Deccan Traps, India
17-24N, 43-47EElevation: 4,000 feet (1,200 m)
The Deccan Traps are one of the largest volcanic provinces in the world.
It consists of more than 6,500 feet (>2,000 m) of flat-lying basalt lava flows and covers
an area of nearly 200,000 square miles (500,000 square km)
(roughly the size of the states of Washington and Oregon combined) in west-central India.
Estimates of the original area covered by the lava flows are as high as 600,000 square miles
(1.5 million square km). The volume of basalt is estimated to be 12,275 cubic miles (512,000 cubic km)
(the 1980 eruption of Mount St. Helens produced 1 cubic km of volcanic material).
The Deccan Traps are flood basalts similar to the Columbia River basalts of the northwestern United States.
This photo shows a thick stack of basalt lava flows north of Mahabaleshwar.
Photograph by Lazlo Keszthelyi, January 28, 1996.
The Deccan basalts may have played a role in the extinction of the dinosaurs.

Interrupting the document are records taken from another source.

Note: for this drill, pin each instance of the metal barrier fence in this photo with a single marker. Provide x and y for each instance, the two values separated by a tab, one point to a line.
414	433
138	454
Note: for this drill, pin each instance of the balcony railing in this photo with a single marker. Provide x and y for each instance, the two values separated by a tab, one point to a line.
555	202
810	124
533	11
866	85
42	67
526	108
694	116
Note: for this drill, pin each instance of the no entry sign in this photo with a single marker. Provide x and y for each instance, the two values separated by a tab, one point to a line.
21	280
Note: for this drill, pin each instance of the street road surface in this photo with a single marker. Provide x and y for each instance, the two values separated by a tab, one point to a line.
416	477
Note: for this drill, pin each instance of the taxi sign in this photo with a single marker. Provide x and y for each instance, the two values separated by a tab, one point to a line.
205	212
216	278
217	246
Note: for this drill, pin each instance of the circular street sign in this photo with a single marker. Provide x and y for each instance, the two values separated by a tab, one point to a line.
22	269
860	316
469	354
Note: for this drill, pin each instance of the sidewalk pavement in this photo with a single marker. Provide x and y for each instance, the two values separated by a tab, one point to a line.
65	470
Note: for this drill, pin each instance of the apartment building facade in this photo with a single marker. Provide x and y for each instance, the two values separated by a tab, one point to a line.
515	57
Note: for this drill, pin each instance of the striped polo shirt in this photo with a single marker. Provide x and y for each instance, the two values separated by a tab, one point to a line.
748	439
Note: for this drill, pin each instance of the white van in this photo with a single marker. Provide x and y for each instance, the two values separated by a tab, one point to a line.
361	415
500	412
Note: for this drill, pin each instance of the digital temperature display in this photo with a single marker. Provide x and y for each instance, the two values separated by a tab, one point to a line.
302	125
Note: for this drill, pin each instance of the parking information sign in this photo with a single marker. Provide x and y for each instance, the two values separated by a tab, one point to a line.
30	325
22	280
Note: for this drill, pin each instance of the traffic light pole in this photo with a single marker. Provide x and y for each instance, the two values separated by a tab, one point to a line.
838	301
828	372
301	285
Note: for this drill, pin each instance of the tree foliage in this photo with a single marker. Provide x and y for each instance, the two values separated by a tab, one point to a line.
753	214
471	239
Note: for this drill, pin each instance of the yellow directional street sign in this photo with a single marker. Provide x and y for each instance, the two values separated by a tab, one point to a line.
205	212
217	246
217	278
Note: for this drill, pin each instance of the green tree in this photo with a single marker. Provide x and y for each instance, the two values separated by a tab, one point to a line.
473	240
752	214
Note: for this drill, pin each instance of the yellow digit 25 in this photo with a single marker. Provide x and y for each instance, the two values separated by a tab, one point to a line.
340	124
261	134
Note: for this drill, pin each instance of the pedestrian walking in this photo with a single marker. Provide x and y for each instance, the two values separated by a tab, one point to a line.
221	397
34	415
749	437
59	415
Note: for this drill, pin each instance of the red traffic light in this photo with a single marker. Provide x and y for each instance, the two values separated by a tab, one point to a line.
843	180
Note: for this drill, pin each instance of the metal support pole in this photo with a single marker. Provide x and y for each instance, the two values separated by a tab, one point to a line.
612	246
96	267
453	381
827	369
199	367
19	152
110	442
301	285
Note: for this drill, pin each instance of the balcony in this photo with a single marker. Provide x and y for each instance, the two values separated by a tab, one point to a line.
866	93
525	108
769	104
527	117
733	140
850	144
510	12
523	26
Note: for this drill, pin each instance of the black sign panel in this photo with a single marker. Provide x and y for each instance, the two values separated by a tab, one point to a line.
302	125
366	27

Most of the basalt was erupted between 65 and 60 million years ago.
Gases released by the eruption may have changed the global climate and
lead to the demise of the dinosaurs 65 million years ago.
This photo shows the Deccan Tarps between Mambai and Mahabaleshwar.
Photograph by Lazlo Keszthelyi, January 27, 1996.
Vocanologists are also trying to understand how such great volumes of lava are erupted.
Early models proposed that lava flooded across large areas at extremely rapid rates.
Recently proposed models suggested that at least some of the
flows are emplaced at gradual rates, lasting months to years.
This photo shows the Ajunta Caves, temples carved into the basalts.
Note the school group for scale.
Photograph by Lazlo Keszthelyi, January 31, 1996.